Two-dimensional Ising model with self-dual biaxially correlated disorder

TL;DR

This study investigates the critical behavior of the 2D Ising model with biaxially correlated disorder fixed by self-duality, revealing altered critical exponents and conformal properties through large-scale Monte Carlo simulations.

Contribution

It provides the first detailed numerical analysis of the 2D Ising model with biaxially correlated disorder fixed by self-duality, highlighting its impact on critical exponents and conformal invariance.

Findings

Correlation length exponent =2.005(5) matches isotropic long-range disorder predictions.

Magnetization scaling dimension x_m=0.1294(7) is larger than in the pure system.

Conformal profiles of magnetization and energy density are numerically consistent with theoretical expectations.

Abstract

We consider the Ising model on the square lattice with biaxially correlated random ferromagnetic couplings, the critical point of which is fixed by self-duality.
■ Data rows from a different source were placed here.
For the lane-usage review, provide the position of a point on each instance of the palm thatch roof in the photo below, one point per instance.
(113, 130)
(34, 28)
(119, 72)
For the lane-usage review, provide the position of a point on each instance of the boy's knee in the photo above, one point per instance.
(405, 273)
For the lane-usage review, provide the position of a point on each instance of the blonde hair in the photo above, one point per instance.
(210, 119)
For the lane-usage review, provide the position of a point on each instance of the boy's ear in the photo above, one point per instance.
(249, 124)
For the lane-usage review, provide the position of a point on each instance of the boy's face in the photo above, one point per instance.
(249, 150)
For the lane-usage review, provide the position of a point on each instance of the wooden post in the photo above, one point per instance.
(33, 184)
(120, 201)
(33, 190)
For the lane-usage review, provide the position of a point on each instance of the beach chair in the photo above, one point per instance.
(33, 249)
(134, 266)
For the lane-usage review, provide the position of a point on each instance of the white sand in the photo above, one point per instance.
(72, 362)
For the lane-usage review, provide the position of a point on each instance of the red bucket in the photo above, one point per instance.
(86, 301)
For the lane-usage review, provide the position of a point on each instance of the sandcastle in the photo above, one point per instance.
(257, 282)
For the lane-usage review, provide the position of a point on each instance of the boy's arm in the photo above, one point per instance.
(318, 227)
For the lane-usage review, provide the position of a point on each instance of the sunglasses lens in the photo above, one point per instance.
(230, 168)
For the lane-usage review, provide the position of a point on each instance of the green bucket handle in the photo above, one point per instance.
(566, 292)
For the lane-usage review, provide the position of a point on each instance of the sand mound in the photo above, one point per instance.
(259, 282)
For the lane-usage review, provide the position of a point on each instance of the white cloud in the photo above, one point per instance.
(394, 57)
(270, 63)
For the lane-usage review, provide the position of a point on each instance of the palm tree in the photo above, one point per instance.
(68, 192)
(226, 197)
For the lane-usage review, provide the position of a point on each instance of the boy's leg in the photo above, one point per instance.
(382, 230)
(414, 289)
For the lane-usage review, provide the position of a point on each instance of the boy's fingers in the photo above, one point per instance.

The disorder represents a relevant perturbation according to the extended Harris criterion. Critical properties of the system are studied by large scale Monte Carlo simulations. The correlation length critical exponent, \nu=2.005(5), corresponds to that expected in a system with isotropic correlated long-range disorder, whereas the scaling dimension of the magnetization density, x_m=0.1294(7), is somewhat larger than in the pure system. Conformal properties of the magnetization and energy density profiles are also examined numerically.